ところでウェアラブル・コンピュータでもうひとつ面白いのは、それがまさに衣類としての特性も兼ね備えているという点である。これを身にまとうことによって、ユーザが外部からは機械に見えるときがある。たとえば、ウェアラブル・コンピュータが常にネットワークにつながっており、ユーザがそれを常に見られるとき、ユーザはネットワークからは端末に見えるだろう。ユーザの動作や感覚器からの入力を常に記録するウェアラブル・コンピュータを身につけると、大量のデータがたまっていく。その記憶はネットワークを介してアクセス可能である。これまでのヒューマン・インタフェースとは、生身の人間と機械環境との境界面を意味していたが、ウェアラブル・コンピュータの場合は、人間の側に機械が入り込んでいる。
誤解を恐れずに言えば、いかに機械を人間側に近づけることが出来るかという従来の哲学に加えて、人間を機械に近づけるというもうひとつの哲学が登場し始めているように思われる。ひとことでいえば、サイボーグの哲学である。一見これは荒唐無稽に見えるが、携帯電話を大部分の人々が身につけ、無意識のうちに例の親指インタフェースを駆使できるという状況は、人間にキーボードインタフェースが装着されたというようなものである。このような状況下では、高度なパターン認識技術によらずとも、はるかに実用的なインタフェースデザインが可能である。

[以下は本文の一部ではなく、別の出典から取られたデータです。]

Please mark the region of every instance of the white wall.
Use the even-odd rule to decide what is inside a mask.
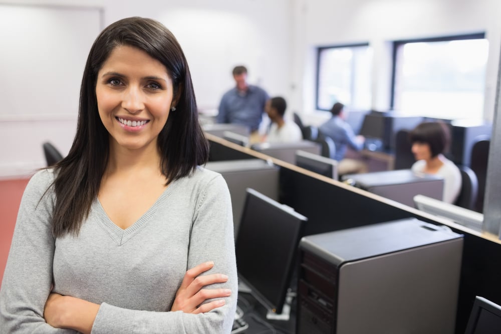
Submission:
[[[0,6],[9,3],[99,7],[104,26],[132,16],[158,20],[185,51],[200,108],[217,107],[221,95],[233,85],[231,69],[243,64],[251,83],[271,95],[284,96],[289,114],[309,116],[308,124],[329,117],[314,110],[317,47],[370,43],[374,48],[372,107],[384,110],[389,105],[390,41],[485,31],[490,53],[484,113],[486,119],[492,118],[501,46],[498,0],[0,0]],[[14,28],[9,33],[19,34]],[[65,52],[63,46],[55,51]],[[22,64],[11,67],[22,72]],[[77,81],[65,84],[78,88]],[[30,84],[30,89],[44,85]],[[59,105],[51,100],[32,110],[49,114]],[[0,117],[0,150],[7,152],[0,160],[0,177],[43,166],[44,139],[67,153],[76,119],[72,112],[40,119]]]
[[[101,8],[104,13],[103,27],[134,16],[160,21],[174,33],[184,51],[197,102],[201,109],[217,108],[223,93],[234,85],[231,71],[236,65],[247,66],[249,82],[260,85],[271,95],[280,95],[288,99],[292,95],[289,32],[292,17],[292,5],[288,0],[0,0],[0,10],[1,6],[5,8],[9,4],[22,7],[24,5],[26,8],[33,5],[53,9],[61,9],[62,6],[77,10]],[[25,16],[13,19],[14,22],[21,25],[28,20]],[[101,29],[96,22],[79,22],[69,27],[64,20],[51,20],[53,27],[59,26],[61,31],[70,28],[93,30],[93,38]],[[14,26],[6,33],[11,39],[19,38],[22,40],[24,36],[19,35],[19,30]],[[41,48],[40,52],[47,53],[48,57],[51,52],[55,56],[64,55],[68,50],[61,45],[64,43],[57,49],[53,46],[58,45],[57,39]],[[82,41],[84,48],[87,50],[81,53],[83,61],[67,57],[70,61],[74,61],[74,66],[80,73],[93,41]],[[4,52],[3,50],[2,52]],[[36,82],[30,81],[29,74],[23,72],[26,64],[19,57],[20,55],[11,56],[8,62],[4,62],[3,71],[12,71],[15,77],[26,78],[26,85],[22,89],[26,97],[24,102],[28,104],[23,108],[18,107],[17,110],[9,109],[8,117],[2,117],[0,112],[0,150],[7,152],[0,160],[0,177],[26,175],[35,168],[43,167],[42,143],[45,140],[52,141],[63,154],[68,153],[75,133],[81,77],[79,74],[76,79],[73,76],[61,82],[62,85],[73,87],[76,92],[72,93],[75,103],[71,110],[63,107],[60,103],[68,94],[60,94],[59,98],[50,98],[48,95],[45,100],[31,101],[30,90],[54,92],[58,88],[44,85],[47,83],[43,78]],[[54,68],[48,70],[53,71],[55,75],[65,75],[58,66],[52,67]],[[36,69],[35,72],[38,71]],[[4,91],[2,86],[6,85],[0,81],[0,92]],[[27,109],[30,110],[31,116],[25,115],[24,111]]]
[[[296,0],[302,38],[294,45],[293,80],[303,92],[294,108],[312,124],[328,117],[315,109],[315,48],[368,42],[373,48],[372,108],[390,105],[391,41],[485,32],[489,42],[483,113],[492,120],[501,45],[498,0]]]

このことは、人間と機械との境界面がゆらぎ始めていることを意味する。生身の人間と機械とは確かに対立概念である。ところが、人工知能技術の発展によって、いまや「機械的」という言葉の使用がためらわれるほど機械が人間化した。そしてさらに、今述べたような人間の機械化というような状況が顕在化してくると、両者の境界面のありかたは大きく変わってくるだろう。異質なものの二項対立よりは、もっとずっと重層的な関係になってくるのである。いま、人間と機械、ヒューマン・インタフェースが面白い。